Karya ini diterbitkan atas izin NovelToon Ana_nanresje, isi konten hanyalah pandangan pribadi pembuatnya, tidak mewakili NovelToon sendiri
33_Alasan Jihan
" Lepasin tangan gue." Jihan memutar tumitnya setelah tangan Raya lepas dari cengkramannya. Matanya mendelik, berwarna merah dengan amarah yang menguasainya.
" Mau ngapain Lo bawa gue kesini huh?" Tanya Raya tak kalah emosi. Saat ini pikirannya sedang kacau, dan tiba tiba Jihan menghalangnya dan membawanya ke buritan sekolah.
" Seneng kan lo. Lo senengkan di perebutkan sama dua cowok idola sekolah. Gimana, lo udah terbang ke awang awang? Lo udah bisa meraih bintang? Puas Lo huh!?" Marah Jihan menunjuk nunjuk dada Raya.
" Lo ngomong apaan sih?" Raya mencekal tangan Jihan, menahannya agar tak lagi menunjuk nunjuk dirinya " Gue punya salah apa lagi sama lo? Please masalah gue udah banyak, lo jangan nambah nambahin lagi."
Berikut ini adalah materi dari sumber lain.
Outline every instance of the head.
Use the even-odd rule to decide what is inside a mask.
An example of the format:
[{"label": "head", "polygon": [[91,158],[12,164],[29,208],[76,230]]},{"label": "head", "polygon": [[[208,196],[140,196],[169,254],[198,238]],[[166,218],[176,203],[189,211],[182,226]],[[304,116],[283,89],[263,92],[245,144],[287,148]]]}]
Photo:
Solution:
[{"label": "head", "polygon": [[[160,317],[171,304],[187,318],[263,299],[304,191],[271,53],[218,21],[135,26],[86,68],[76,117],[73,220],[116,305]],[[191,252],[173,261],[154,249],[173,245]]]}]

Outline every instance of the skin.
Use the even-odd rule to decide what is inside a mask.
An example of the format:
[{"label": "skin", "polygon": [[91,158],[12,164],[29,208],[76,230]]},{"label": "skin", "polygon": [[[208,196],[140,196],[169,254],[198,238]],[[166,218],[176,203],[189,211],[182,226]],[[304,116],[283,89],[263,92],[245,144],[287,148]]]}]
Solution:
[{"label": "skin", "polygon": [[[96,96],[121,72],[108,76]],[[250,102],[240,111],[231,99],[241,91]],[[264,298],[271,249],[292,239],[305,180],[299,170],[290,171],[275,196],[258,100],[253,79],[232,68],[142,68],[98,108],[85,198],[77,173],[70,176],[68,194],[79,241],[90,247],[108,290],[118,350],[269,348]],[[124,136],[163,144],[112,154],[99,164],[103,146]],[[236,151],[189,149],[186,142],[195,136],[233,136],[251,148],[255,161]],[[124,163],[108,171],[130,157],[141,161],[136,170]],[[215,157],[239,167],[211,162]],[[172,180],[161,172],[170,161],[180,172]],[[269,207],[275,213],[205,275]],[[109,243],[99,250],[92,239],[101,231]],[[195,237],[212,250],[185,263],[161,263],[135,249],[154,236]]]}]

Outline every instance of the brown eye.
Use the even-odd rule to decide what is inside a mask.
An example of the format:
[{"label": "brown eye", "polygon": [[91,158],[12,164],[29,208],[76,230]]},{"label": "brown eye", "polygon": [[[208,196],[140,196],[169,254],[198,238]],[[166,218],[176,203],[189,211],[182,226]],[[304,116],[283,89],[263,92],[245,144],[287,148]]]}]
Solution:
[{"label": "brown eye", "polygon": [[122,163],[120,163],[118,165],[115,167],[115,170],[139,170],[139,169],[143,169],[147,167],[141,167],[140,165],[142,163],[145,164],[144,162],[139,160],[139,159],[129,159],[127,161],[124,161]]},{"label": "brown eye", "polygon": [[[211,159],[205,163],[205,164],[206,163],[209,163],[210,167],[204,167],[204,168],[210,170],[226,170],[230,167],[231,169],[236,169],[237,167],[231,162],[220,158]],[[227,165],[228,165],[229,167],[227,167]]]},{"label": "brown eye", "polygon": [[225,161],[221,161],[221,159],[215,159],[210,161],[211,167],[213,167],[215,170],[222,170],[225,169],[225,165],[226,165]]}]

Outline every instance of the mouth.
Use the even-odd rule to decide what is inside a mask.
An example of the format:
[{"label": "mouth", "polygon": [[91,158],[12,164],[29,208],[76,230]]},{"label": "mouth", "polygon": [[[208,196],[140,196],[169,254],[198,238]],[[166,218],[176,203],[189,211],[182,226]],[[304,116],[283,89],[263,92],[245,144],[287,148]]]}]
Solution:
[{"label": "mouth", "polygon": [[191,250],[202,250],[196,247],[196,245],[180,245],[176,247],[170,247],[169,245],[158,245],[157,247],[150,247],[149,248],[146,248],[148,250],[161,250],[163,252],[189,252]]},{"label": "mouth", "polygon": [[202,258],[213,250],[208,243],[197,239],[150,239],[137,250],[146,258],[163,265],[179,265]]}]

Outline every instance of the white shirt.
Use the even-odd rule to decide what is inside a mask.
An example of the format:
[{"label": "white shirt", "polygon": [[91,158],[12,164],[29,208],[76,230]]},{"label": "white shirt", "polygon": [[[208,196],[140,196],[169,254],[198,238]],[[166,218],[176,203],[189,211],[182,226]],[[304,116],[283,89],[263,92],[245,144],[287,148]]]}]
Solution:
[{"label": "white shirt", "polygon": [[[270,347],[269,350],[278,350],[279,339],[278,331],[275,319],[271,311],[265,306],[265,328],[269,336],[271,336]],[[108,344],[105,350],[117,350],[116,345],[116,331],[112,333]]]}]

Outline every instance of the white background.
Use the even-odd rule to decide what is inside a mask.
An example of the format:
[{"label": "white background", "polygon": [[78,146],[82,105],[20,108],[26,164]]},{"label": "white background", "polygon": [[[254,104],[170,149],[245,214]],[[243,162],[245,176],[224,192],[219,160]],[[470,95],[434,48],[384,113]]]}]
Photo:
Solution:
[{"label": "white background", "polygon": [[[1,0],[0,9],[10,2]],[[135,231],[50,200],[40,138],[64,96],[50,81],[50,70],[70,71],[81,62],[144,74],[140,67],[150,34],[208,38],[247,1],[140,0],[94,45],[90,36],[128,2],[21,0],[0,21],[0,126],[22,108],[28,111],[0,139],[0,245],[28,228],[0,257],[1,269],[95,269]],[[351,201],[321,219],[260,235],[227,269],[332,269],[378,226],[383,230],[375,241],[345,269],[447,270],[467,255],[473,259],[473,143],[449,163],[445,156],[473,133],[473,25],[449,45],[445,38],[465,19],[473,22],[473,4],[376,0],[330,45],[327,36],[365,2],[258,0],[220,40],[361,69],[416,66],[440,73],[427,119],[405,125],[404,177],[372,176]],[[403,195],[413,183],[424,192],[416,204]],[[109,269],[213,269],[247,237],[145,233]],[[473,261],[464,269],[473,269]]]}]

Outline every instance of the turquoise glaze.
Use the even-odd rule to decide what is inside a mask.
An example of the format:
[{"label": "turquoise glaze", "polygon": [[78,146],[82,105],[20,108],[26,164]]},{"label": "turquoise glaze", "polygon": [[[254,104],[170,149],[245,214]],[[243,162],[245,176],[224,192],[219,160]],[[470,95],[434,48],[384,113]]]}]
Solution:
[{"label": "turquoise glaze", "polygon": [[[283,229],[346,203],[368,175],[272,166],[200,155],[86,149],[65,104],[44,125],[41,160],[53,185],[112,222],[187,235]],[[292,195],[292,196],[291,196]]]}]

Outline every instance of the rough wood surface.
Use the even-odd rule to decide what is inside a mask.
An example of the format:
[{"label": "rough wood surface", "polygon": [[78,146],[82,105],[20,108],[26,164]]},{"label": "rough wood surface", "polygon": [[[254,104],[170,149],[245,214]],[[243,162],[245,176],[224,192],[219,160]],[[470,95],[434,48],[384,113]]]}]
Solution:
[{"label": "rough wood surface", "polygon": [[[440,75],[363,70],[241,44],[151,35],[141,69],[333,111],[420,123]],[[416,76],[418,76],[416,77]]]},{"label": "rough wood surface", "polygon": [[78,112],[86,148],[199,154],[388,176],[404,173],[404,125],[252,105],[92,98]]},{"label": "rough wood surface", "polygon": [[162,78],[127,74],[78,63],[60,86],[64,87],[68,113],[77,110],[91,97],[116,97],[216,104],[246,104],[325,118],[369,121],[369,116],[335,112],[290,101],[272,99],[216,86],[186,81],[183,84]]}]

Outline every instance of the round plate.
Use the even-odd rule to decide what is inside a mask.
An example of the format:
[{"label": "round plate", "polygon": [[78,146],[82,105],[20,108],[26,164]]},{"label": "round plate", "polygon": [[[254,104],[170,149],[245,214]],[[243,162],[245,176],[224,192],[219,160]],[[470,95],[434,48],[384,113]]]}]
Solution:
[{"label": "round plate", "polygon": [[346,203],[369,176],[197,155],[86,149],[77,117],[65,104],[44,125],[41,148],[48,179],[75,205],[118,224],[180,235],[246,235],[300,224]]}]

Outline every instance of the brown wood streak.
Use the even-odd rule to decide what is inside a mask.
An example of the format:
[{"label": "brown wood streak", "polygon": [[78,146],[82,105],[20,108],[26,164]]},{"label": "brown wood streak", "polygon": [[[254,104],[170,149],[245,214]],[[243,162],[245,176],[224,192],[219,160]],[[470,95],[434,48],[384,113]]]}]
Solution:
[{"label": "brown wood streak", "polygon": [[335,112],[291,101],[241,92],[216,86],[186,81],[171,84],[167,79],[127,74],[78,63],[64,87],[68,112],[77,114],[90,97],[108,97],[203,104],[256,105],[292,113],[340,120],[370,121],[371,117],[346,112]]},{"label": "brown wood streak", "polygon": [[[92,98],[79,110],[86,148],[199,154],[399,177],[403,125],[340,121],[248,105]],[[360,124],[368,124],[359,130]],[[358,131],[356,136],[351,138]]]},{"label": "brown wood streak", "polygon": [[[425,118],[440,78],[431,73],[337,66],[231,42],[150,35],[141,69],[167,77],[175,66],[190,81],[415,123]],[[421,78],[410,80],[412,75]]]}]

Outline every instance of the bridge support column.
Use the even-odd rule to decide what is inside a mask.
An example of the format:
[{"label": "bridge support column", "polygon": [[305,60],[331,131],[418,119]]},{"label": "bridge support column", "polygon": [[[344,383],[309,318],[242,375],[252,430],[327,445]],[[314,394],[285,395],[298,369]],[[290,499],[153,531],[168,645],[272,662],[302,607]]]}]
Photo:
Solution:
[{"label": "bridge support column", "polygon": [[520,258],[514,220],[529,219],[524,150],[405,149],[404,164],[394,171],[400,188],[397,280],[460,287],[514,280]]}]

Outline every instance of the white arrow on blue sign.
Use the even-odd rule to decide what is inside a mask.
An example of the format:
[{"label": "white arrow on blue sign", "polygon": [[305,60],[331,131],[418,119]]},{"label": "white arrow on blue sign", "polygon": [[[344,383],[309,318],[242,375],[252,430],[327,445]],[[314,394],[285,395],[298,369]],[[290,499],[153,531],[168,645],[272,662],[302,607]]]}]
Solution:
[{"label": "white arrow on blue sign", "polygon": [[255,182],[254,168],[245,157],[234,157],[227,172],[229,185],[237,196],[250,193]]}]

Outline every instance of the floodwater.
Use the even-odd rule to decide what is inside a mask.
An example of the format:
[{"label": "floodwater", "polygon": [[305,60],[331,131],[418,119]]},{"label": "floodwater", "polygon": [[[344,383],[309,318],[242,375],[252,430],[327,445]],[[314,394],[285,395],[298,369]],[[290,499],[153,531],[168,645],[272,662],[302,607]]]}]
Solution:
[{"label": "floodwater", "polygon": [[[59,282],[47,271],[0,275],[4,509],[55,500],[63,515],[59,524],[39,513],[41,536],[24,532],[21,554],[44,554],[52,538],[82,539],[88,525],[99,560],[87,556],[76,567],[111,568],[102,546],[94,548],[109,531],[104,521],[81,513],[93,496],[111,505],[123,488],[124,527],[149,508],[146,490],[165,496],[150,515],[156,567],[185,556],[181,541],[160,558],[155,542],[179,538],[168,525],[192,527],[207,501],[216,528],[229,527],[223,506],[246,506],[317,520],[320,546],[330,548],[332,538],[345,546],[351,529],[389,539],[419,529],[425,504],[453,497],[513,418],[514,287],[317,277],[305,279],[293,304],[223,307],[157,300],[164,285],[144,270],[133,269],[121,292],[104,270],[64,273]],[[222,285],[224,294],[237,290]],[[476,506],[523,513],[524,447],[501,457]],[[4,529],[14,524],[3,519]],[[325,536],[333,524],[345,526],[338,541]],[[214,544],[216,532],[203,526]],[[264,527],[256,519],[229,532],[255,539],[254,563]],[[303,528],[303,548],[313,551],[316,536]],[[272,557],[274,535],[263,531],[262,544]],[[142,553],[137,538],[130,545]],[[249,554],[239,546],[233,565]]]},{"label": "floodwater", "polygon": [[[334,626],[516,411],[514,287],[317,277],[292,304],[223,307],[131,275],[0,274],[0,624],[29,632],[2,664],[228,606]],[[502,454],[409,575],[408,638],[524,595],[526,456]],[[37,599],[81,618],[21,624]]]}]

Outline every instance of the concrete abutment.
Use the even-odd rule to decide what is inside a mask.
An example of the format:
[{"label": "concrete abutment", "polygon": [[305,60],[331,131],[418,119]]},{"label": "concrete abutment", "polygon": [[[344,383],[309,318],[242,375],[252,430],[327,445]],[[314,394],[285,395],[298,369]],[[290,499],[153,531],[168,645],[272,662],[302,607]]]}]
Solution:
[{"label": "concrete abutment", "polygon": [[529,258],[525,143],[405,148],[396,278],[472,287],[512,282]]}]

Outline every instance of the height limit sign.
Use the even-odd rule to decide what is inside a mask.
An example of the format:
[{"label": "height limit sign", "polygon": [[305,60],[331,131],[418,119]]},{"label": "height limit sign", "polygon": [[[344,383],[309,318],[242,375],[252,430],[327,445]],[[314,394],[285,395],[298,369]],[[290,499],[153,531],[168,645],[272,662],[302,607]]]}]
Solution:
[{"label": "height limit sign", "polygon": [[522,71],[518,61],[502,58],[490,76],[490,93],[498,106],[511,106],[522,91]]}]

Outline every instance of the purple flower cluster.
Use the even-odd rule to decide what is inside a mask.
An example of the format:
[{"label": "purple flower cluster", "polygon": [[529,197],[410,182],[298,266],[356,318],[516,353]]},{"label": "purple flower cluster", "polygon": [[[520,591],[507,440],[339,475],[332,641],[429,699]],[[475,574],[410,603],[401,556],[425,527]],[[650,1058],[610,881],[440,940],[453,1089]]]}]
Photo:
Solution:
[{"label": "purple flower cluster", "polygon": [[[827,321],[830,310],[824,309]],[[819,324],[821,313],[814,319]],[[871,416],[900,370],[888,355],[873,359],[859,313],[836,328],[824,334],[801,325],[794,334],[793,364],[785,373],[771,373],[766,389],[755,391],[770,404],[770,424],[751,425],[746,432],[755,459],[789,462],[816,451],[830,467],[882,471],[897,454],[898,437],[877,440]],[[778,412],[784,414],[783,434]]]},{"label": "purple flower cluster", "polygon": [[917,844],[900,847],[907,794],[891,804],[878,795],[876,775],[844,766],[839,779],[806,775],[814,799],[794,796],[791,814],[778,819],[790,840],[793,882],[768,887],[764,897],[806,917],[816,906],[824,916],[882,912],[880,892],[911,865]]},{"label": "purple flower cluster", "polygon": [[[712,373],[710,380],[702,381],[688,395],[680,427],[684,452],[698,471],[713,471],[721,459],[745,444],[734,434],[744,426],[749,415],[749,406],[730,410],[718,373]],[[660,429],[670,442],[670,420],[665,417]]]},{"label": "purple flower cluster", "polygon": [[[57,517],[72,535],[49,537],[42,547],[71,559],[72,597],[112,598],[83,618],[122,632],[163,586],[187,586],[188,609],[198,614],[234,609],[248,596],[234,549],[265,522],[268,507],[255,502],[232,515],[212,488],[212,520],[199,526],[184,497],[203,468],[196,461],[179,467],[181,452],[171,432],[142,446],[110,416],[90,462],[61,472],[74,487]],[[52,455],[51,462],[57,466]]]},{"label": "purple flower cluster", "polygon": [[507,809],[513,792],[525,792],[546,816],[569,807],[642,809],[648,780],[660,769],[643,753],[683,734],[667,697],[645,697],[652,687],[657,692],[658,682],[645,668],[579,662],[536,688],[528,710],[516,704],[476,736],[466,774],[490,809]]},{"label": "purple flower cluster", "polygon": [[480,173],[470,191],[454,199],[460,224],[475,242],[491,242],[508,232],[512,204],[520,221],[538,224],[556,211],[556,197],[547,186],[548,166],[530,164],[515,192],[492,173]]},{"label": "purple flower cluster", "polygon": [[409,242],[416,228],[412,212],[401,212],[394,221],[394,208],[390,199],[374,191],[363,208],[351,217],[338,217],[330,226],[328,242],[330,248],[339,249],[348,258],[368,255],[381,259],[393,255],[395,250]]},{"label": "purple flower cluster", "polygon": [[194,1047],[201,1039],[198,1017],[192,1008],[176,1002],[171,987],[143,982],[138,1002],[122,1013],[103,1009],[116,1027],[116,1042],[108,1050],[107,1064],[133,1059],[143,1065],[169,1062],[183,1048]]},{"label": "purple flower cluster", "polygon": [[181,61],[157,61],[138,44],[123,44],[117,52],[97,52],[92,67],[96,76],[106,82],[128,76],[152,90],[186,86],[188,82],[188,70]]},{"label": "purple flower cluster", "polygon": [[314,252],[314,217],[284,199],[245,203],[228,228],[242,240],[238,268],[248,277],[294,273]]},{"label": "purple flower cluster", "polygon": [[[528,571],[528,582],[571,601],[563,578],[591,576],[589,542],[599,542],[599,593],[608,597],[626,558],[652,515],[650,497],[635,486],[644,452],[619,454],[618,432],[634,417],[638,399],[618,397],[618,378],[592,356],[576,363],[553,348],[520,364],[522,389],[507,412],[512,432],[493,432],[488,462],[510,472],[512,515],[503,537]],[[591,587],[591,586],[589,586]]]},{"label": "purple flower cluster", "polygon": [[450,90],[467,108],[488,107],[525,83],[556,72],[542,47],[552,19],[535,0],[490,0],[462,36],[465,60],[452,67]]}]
Nafas Jihan yang terlihat memburu membuang wajahnya kesamping. Dia berusaha untuk menenangkan dirinya, namun dadanya terasa sesak. Wajahnya menoleh kearah Raya, berembun dan berlinang. Sekali kedipan cairan itu akan lolos dari sudut matanya.
" Gue capek... Hiks. Gue bener bener capek...." Raut wajah Raya berubah menjadi bingung. Jihan mulai terisak dengan air mata yang sudah membasahi pipinya.
" Han.....!"
" Gue teman masa kecilnya. Bahkan dari TK. Hiks. kami sudah saling kenal. Tapi kenapa? Hiks. Kenapa sampai saat ini dia nggak pernah nganggep gue ada?"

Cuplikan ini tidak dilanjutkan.